Answer: - WHERE: Filters rows BEFORE grouping - HAVING: Filters groups AFTER aggregation
Example:
-- WHERE filters individual rows
SELECT department, AVG(salary)
FROM employees
WHERE salary > 50000 -- Filter individuals
GROUP BY department;
-- HAVING filters aggregated results
SELECT department, AVG(salary) as avg_salary
FROM employees
GROUP BY department
HAVING AVG(salary) > 70000; -- Filter groupsQ2: Explain different types of JOINs
Answer: - INNER JOIN: Only matching rows from both tables - LEFT JOIN: All from left table + matches from right - RIGHT JOIN: All from right table + matches from left
- FULL OUTER JOIN: All rows from both tables
When to use: - INNER: Find customers who placed orders - LEFT: Find all customers (including those with no orders) - FULL OUTER: Rarely used, mostly for data audits
Q3: Write a query to find the 2nd highest salary
Answer:
-- Method 1: Using LIMIT/OFFSET
SELECT DISTINCT salary
FROM employees
ORDER BY salary DESC
LIMIT 1 OFFSET 1;
-- Method 2: Using subquery
SELECT MAX(salary)
FROM employees
WHERE salary < (SELECT MAX(salary) FROM employees);
-- Method 3: Using window function (best)
SELECT DISTINCT salary
FROM (
SELECT salary, DENSE_RANK() OVER (ORDER BY salary DESC) as rnk
FROM employees
) ranked
WHERE rnk = 2;Python Interview Questions
Q4: What’s the difference between a list and a tuple?
Answer: - List: Mutable (can change), uses [] - Tuple: Immutable (cannot change), uses ()
Example:
# List - can modify
my_list = [1, 2, 3]
my_list[0] = 10 # Works
# Tuple - cannot modify
my_tuple = (1, 2, 3)
my_tuple[0] = 10 # Error!
# When to use tuple:
# - Fixed data (days of week, coordinates)
# - Dictionary keys (must be immutable)
# - Faster than listsQ5: Explain how you would remove duplicates from a pandas DataFrame
Answer:
import pandas as pd
# Remove all duplicates
df_clean = df.drop_duplicates()
# Remove duplicates based on specific columns
df_clean = df.drop_duplicates(subset=['customer_id'])
# Keep last occurrence instead of first
df_clean = df.drop_duplicates(keep='last')
# Before removal, check how many
print(f"Duplicates: {df.duplicated().sum()}")Statistics Interview Questions
Q6: Explain p-value in simple terms
Answer: “A p-value is the probability of observing results at least as extreme as what we got, if there really is no effect.
Example: We test a new ad campaign.

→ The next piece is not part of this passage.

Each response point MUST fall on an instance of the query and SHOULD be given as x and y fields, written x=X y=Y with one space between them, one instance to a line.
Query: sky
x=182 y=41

P-value = 0.03 means there’s only a 3% chance these results happened by random luck if the campaign doesn’t actually work.
Since 3% is less than our threshold (usually 5%), we conclude the campaign likely does work.”
Q7: When would you use median instead of mean?
Answer: “Use median when data is skewed or has outliers, because median isn’t affected by extreme values.
Example: House prices in a neighborhood: - $200K, $210K, $205K, $215K, $5M (celebrity’s house) - Mean: $967K (misleading!) - Median: $210K (representative)
Use cases: Salaries, house prices, customer spending”
Q8: What’s the difference between Type I and Type II error?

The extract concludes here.